Quantity of product and the training of the pharmacy professional are factors to consider in this question.
In light of the recent tragic consequences to many individuals because of improperly compounded injectable steroid preparations, it seems to be a reasonable question to ask if pharmacists should be able to compound. First, let’s accept that what happened in New England was not pharmacy compounding in that the product was not being prepared in response to an individual prescription order. Even if this specific incident is more manufacturing than compounding, much of the public attention seems to be focused on pharmacy compounding, so some will be asking if pharmacists should continue to be able to compound. My answer is “yes.”
When done according to “best practices” and following the current rules, this practice meets patient needs that cannot be met in any other way, and therefore it is necessary.
Some have suggested that pharmacist compounding should become a specialty. On first pass that might seem to make sense. Currently, pharmacy education may limit the amount of compounding training in the curriculum. I have run into many student pharmacists interesting in compounding who have attended a PCCA compounding training program because their school didn’t provide that level of training. Maybe we should work to develop “pharmacist compounding” as the newest pharmacy specialty. When a pharmacist makes an intravenous admixture in a hospital, is that compounding and would that individual need to be certified in compounding?
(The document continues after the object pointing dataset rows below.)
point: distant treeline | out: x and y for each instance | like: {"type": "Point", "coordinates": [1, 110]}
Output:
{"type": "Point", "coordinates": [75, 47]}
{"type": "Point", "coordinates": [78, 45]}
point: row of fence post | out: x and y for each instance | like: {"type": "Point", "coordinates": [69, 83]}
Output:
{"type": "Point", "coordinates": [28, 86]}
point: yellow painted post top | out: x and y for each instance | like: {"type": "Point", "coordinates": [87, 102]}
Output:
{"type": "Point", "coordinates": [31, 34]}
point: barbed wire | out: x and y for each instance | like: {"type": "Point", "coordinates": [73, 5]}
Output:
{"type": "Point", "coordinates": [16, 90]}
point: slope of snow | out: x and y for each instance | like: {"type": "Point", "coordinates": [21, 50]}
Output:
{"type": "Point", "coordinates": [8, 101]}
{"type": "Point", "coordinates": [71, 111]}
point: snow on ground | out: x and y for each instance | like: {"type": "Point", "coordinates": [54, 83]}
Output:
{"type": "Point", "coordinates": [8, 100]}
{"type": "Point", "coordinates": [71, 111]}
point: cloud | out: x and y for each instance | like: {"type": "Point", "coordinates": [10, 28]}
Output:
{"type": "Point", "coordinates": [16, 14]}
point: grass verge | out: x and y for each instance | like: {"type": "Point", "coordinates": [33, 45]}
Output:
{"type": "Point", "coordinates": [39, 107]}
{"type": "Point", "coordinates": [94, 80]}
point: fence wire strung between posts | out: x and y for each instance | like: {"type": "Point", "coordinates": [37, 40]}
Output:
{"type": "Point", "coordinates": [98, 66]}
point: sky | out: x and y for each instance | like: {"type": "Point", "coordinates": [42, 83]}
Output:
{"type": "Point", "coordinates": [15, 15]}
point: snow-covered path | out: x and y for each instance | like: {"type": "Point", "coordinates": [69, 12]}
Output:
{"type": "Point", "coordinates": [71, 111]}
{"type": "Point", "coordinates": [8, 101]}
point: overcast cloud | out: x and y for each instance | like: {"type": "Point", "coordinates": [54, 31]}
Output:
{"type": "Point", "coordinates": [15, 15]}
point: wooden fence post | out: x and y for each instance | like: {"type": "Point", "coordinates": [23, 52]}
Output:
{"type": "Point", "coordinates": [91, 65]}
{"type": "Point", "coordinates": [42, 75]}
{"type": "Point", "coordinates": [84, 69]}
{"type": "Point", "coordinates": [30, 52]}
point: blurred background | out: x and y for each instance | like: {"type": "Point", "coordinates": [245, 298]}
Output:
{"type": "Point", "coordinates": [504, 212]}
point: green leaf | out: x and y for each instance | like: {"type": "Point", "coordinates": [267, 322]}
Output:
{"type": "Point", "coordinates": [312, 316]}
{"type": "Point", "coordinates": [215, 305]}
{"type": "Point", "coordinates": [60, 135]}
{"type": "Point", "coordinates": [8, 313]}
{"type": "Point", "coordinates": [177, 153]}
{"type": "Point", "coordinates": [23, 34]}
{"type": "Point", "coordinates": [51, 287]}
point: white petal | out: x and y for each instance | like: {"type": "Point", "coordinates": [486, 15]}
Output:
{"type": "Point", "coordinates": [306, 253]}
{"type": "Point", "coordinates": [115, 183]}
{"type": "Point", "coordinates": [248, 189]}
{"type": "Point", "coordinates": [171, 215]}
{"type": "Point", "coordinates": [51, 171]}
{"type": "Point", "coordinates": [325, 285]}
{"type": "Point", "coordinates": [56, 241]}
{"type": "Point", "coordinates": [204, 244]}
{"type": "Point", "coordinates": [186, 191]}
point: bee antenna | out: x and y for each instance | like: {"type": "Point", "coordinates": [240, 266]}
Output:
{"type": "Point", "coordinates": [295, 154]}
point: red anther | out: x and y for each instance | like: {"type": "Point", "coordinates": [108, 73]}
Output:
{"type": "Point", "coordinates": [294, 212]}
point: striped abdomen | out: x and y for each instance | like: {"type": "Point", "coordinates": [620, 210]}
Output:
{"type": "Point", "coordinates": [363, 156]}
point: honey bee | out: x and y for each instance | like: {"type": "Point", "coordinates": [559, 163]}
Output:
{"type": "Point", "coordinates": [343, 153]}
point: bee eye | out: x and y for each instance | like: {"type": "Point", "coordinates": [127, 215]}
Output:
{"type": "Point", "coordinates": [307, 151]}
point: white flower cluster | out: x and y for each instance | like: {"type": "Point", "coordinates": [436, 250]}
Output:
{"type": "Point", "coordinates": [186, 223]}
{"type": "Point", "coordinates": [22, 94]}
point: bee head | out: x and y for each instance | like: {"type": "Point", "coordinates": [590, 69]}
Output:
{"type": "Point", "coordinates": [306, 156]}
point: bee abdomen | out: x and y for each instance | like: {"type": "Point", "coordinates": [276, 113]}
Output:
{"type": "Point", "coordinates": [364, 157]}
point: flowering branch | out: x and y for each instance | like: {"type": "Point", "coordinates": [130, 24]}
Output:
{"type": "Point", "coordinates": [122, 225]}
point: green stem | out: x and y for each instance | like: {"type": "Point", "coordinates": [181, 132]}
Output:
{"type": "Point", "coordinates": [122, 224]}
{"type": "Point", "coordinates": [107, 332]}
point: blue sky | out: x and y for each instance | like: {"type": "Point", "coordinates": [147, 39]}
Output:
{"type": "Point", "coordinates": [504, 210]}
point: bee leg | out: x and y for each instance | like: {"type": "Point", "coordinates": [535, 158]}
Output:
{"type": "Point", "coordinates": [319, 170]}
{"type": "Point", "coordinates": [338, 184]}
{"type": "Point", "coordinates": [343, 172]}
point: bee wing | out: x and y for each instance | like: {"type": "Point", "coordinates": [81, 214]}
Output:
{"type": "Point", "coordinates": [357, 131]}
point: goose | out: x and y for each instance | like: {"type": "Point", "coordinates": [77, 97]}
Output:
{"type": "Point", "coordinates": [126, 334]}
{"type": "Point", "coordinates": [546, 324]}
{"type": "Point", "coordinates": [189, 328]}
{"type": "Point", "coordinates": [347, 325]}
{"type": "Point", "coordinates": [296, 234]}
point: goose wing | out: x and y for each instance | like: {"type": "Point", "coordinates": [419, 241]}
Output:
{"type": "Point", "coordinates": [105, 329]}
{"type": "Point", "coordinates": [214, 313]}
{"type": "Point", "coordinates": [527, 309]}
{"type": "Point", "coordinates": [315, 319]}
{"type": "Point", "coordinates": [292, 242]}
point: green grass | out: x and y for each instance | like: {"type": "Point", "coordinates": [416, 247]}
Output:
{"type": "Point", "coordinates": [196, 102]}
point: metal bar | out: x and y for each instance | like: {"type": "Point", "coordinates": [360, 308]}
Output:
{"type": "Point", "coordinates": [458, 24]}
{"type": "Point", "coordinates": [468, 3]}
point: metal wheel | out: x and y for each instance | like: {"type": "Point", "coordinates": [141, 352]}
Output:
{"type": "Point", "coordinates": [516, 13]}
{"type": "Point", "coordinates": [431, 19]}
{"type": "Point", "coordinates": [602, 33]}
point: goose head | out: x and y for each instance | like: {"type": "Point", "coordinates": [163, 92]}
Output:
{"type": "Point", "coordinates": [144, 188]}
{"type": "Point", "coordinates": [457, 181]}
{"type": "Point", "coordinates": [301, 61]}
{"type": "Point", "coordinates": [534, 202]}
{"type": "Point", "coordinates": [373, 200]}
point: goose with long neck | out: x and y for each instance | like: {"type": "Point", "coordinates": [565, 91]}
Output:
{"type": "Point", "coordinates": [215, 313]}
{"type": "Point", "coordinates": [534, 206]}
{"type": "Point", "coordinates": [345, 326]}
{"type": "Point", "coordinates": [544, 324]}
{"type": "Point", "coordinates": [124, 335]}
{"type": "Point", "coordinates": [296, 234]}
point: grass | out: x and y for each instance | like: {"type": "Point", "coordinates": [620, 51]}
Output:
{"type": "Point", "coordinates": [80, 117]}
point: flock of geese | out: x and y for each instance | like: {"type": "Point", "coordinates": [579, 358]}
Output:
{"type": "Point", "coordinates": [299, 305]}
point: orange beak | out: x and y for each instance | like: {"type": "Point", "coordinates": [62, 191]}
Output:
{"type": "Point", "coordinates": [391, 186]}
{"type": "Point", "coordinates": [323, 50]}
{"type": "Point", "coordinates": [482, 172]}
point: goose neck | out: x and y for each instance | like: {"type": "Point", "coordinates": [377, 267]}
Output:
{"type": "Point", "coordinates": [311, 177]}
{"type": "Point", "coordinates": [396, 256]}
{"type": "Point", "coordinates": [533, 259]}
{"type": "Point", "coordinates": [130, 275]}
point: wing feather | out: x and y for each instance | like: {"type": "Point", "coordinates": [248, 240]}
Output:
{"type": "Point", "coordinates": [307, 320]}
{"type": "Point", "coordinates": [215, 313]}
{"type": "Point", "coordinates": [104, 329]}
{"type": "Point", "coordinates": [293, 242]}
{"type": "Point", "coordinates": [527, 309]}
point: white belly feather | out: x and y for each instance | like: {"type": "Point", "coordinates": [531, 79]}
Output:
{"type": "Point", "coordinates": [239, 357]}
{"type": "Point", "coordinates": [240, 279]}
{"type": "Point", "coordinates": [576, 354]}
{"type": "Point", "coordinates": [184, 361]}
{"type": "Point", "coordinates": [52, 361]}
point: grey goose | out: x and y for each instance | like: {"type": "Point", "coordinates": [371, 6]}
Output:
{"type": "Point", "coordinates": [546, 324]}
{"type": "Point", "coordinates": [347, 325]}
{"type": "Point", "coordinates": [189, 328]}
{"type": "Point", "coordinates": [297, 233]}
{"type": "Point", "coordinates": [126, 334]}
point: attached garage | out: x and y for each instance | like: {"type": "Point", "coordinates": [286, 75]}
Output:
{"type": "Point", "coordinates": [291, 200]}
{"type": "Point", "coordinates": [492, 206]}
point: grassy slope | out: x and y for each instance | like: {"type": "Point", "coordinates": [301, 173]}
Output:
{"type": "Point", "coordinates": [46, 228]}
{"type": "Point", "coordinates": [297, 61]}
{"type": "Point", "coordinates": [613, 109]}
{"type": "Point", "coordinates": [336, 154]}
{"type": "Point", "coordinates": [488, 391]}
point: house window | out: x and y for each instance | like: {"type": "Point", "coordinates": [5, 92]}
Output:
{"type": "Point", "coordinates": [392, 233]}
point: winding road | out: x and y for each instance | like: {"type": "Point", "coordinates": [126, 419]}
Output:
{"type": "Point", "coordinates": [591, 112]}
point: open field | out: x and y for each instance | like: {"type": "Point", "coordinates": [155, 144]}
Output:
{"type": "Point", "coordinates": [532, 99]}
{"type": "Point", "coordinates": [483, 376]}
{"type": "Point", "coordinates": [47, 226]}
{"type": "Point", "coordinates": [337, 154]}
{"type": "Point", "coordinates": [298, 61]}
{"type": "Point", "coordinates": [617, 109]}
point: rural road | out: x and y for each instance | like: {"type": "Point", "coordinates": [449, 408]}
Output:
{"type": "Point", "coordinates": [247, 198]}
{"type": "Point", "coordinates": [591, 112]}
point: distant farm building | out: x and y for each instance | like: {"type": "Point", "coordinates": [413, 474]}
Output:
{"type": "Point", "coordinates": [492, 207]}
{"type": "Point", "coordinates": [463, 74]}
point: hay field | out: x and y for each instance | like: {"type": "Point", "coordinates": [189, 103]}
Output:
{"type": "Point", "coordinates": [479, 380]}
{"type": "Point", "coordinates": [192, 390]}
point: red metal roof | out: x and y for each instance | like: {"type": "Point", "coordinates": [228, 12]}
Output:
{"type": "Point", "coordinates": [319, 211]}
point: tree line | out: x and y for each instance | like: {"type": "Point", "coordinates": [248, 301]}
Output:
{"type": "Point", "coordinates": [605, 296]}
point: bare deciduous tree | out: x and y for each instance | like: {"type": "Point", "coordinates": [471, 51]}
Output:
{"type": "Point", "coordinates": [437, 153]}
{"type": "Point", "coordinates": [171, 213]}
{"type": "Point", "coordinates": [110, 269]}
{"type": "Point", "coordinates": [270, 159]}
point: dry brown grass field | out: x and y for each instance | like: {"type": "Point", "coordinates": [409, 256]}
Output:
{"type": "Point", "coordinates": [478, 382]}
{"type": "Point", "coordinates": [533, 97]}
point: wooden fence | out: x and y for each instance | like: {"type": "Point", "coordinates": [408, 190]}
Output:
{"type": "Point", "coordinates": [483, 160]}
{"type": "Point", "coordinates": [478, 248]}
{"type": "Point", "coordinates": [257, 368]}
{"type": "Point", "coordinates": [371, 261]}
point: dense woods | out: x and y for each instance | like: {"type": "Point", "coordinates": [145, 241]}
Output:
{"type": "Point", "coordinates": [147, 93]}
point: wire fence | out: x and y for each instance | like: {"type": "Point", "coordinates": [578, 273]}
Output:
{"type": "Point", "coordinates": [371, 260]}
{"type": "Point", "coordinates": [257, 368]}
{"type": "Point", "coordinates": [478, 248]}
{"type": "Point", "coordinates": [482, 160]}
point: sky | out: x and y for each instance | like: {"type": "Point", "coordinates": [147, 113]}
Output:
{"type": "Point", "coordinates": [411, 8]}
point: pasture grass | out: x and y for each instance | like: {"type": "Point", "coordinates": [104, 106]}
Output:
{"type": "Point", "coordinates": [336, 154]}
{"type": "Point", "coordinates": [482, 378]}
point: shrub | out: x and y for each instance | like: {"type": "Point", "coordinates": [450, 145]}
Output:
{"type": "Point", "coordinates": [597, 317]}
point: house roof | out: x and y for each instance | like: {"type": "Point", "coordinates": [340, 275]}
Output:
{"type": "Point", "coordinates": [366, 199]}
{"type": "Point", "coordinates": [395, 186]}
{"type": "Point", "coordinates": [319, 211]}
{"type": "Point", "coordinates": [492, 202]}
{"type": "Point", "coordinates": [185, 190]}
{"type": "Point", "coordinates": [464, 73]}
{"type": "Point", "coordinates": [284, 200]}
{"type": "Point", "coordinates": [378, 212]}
How about a nuclear pharmacist who compounds pharmaceuticals? Would he or she need to be certified in nuclear pharmacy and compounding? Although a pharmacist compounding specialty may be good for the profession, it has a number of unintended consequences if we want to use this mechanism to prevent future tragedies from pharmacist-compounded medications.
Some might propose that accreditation of compounding pharmacies by the Pharmacy Compounding Accreditation Board (PCAB) be required to prevent these problems. At first, this seems to make sense because it assures more peer oversight of compounding pharmacies. But there is a cost to this activity and smaller operations, or those just getting started, may not have that capital, so it could keep some players from getting into the business or knock some operations out of the business. However, if compounded pharmaceuticals are important to meet patient needs, is it in the patient’s best interest to keep these types of programs out of the market?
You could make a case for either side, I believe, but I would come down on the side of not requiring accreditation by rules or statute. I think boards of pharmacy may want to recognize PCAB accreditation in lieu of board staff making unannounced inspections of a compounding pharmacy, or even a payer requiring accreditation to be eligible to bill for that service.
The area that is the most problematic for me is when there is a shortage of an essential manufactured drug. This is one of those unique aspects of pharmacy. Those drugs can be compounded locally during the shortage. This then becomes a gray area where it might be appropriate to prepare a bigger quantity in anticipation of future needs. It starts to become manufacturing instead of compounding, but everyone accepts that it probably is appropriate in this situation. If the pharmacists involved forget professional ethics, it can then lead to rationalizing that it is okay to continue doing this because the money is good and we are benefitting many people. Perhaps that’s what happened in the New England Compounding Center situation.
Perhaps there is a simple solution to the compounding pharmacy question, but I don’t think so. The real solution rests with the compounding pharmacists themselves. Are they following the law? Are they properly prepared to do this task? Are they following “best practices”? Accreditation of compounding pharmacies or even creating a pharmacist compounding specialty may help. But unless pharmacists practice ethically—remembering the public trust given to them—such a tragedy could happen again. This situation should be used by all pharmacists to reflect on their ethical obligations to patients and the pharmacist oath they took, and to recommit themselves to ethical practice.
Mr. Eckel is a professor emeritus at the Eshelman School of Pharmacy, University of North Carolina at Chapel Hill. He is past executive director of the North Carolina Association of Pharmacists.